Winkler was not popular at school. Parties blazed in A-frames set back in the spruce, and couples strolled arm in arm along the boggy paths, and leaves fell, and snow, and rain, and he went on in a state of more or less permanent solitude. He carted around stacks of books; he examined drops of Lake Spenard under a microscope. Water was a sanctuary—not only hot showers or condensation on his window or the sight of Knik Arm on a fall day, but reading about it, collecting it in an eyedropper, freezing it, sublimating it. Two hydrogen atoms bonded to one oxygen—always—at a 104.5 degree angle. The distances between atoms was—always—.095718 of a nanometer. Every thirty-one hundred years a volume of water equivalent to all the oceans passed through the atmosphere. These were facts, bounded by inviolable laws: water was elastic and adhesive, it held its temperature longer than air, it was perpetually in motion.

But he sensed, even then, that any real understanding would continue to exist beyond the range of his capacities. The more he studied water, the more he examined snow, the more mystified he became.
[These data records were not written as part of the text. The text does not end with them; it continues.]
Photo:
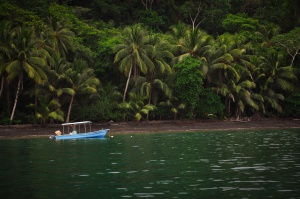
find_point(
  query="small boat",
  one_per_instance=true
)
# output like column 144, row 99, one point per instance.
column 79, row 130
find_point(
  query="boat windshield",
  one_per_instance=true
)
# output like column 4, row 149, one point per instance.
column 78, row 127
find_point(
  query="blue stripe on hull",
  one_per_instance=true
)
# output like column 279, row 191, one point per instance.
column 95, row 134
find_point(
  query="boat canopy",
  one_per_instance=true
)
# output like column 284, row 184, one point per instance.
column 78, row 124
column 75, row 123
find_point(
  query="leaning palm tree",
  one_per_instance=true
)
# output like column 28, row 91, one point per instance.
column 82, row 81
column 273, row 80
column 136, row 106
column 194, row 43
column 238, row 90
column 224, row 53
column 26, row 59
column 57, row 36
column 153, row 84
column 132, row 54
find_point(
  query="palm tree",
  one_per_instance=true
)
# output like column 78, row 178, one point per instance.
column 273, row 80
column 47, row 109
column 25, row 60
column 136, row 106
column 174, row 105
column 224, row 53
column 194, row 43
column 279, row 77
column 58, row 38
column 238, row 89
column 132, row 54
column 82, row 81
column 153, row 84
column 266, row 33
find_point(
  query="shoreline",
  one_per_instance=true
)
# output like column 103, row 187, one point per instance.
column 167, row 126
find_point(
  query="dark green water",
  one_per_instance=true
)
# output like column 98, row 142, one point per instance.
column 260, row 164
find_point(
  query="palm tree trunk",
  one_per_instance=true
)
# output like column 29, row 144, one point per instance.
column 70, row 107
column 16, row 99
column 126, row 87
column 2, row 85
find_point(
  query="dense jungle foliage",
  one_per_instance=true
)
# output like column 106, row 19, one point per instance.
column 132, row 60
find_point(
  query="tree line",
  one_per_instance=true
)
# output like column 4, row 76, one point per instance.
column 64, row 61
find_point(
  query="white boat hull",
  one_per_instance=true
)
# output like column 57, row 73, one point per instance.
column 95, row 134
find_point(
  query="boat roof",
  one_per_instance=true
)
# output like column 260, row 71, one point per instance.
column 75, row 123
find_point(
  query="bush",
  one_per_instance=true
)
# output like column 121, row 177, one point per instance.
column 209, row 105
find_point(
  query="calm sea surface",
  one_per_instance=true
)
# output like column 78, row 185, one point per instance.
column 259, row 164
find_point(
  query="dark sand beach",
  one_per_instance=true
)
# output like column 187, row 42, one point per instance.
column 16, row 131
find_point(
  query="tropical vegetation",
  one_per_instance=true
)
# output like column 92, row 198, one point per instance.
column 103, row 60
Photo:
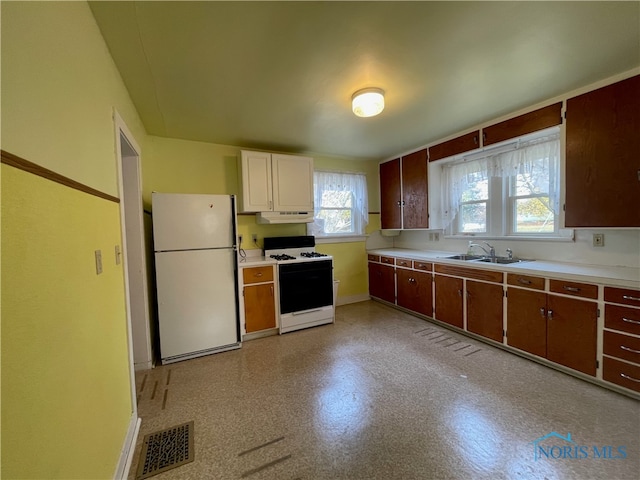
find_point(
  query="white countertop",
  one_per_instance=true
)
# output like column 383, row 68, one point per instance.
column 255, row 261
column 628, row 277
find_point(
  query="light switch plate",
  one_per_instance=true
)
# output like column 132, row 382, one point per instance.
column 98, row 262
column 598, row 239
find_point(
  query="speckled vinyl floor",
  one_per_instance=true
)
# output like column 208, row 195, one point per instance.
column 381, row 394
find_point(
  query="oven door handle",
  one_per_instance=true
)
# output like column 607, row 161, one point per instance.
column 302, row 312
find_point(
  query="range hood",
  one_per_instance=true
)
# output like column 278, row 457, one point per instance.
column 284, row 217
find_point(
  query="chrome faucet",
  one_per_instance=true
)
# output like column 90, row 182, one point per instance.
column 491, row 252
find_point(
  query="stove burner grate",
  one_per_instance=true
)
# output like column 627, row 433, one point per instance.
column 281, row 257
column 313, row 254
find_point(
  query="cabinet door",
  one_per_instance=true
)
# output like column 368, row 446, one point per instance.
column 292, row 183
column 256, row 182
column 603, row 157
column 455, row 146
column 390, row 209
column 484, row 309
column 382, row 282
column 415, row 206
column 449, row 300
column 523, row 124
column 527, row 321
column 571, row 333
column 414, row 291
column 259, row 307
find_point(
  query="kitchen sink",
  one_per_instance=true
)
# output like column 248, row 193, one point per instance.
column 484, row 258
column 466, row 257
column 503, row 260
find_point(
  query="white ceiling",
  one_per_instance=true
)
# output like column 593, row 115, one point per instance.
column 280, row 75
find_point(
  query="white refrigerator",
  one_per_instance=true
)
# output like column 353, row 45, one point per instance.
column 196, row 274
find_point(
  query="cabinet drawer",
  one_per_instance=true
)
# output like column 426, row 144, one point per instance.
column 527, row 281
column 422, row 265
column 257, row 275
column 622, row 295
column 621, row 373
column 622, row 346
column 403, row 262
column 573, row 288
column 489, row 276
column 387, row 260
column 622, row 318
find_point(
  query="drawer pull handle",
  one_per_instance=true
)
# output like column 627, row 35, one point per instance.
column 629, row 378
column 629, row 349
column 628, row 320
column 629, row 297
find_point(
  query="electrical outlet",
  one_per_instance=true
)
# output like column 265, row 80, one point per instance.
column 598, row 239
column 98, row 254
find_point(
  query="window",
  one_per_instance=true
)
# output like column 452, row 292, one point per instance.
column 340, row 204
column 510, row 190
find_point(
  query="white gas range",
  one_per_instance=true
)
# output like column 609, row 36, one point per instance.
column 305, row 280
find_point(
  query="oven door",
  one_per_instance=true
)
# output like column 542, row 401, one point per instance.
column 305, row 286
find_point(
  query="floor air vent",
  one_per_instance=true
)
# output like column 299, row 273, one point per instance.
column 166, row 449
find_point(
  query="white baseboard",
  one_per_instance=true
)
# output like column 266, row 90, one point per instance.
column 143, row 366
column 363, row 297
column 128, row 447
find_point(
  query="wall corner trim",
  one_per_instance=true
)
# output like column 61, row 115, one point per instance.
column 35, row 169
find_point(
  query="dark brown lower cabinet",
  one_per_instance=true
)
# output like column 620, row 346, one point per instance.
column 484, row 309
column 572, row 333
column 382, row 282
column 448, row 307
column 527, row 321
column 259, row 307
column 560, row 329
column 414, row 291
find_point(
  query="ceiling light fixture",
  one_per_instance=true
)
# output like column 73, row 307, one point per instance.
column 368, row 102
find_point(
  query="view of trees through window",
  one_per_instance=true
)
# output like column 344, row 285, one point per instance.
column 530, row 200
column 337, row 211
column 526, row 205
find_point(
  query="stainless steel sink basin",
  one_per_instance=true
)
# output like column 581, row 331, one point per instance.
column 503, row 260
column 466, row 257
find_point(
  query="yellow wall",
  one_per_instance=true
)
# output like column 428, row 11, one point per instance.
column 65, row 373
column 66, row 395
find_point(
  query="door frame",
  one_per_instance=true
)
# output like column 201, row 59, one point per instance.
column 121, row 130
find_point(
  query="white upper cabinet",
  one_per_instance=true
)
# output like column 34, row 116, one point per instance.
column 292, row 183
column 276, row 182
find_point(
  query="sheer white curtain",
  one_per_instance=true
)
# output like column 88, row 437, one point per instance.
column 519, row 158
column 325, row 188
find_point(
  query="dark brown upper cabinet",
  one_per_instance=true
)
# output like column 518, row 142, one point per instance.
column 390, row 195
column 603, row 157
column 404, row 192
column 523, row 124
column 455, row 146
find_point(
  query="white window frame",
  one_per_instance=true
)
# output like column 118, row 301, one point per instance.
column 501, row 213
column 359, row 206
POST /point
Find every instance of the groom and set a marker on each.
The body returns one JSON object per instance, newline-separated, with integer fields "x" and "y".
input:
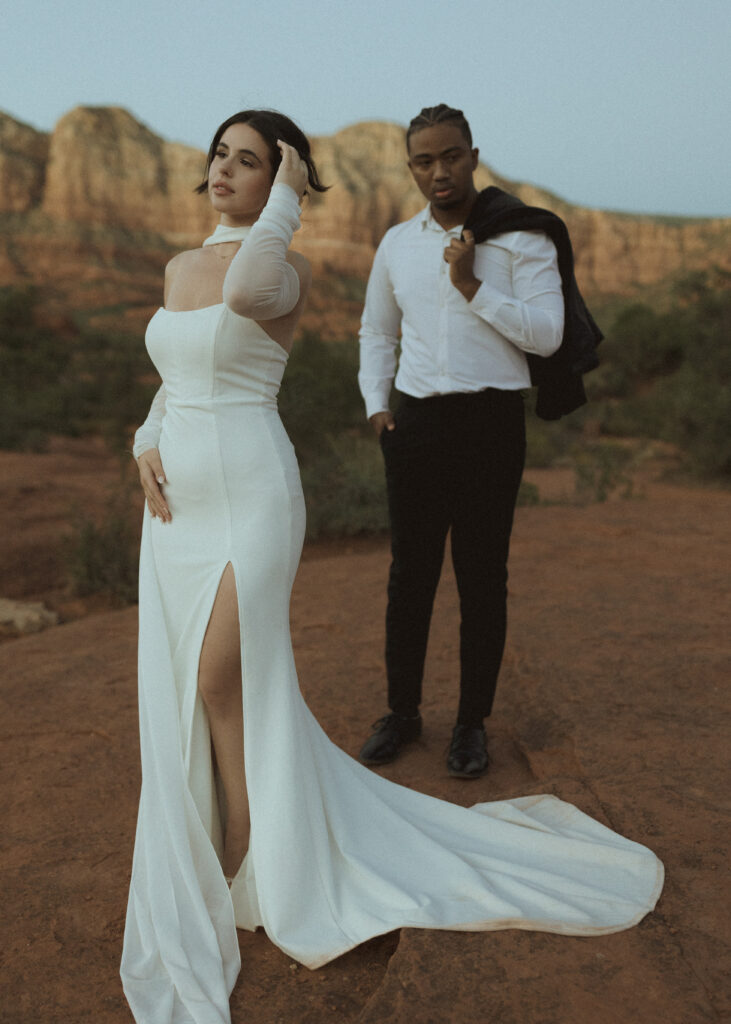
{"x": 468, "y": 315}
Ice could be unpredictable and baffling. Unforeseen variables could set the entire hydrological cycle reeling: an unsuspected front, riding an unexpected event (a deep ocean current, a shearing microburst), could transform a clear, blue noon into an afternoon deluge. A predicted blizzard—snowplows rumbling on highway shoulders, workers in roadside salt huts braced over their shovels—did not arrive. Rain threw itself at the windows while the radio burbled out a forecast for sunshine. Scientists had engineered elaborate models, radar, radio beacons—now satellites coasted above the atmosphere, peering in—and still it was nearly impossible to gauge the size and shape of a raindrop. No one knew exactly why an ice crystal bothered with such elaborate geometry; no one knew why liquid water was able to carry so much heat; no calculation was able to account qualitatively for the surface tension on top of a simple puddle.

Water was a wild, capricious substance: nothing solid, nothing permanent, nothing as it appeared.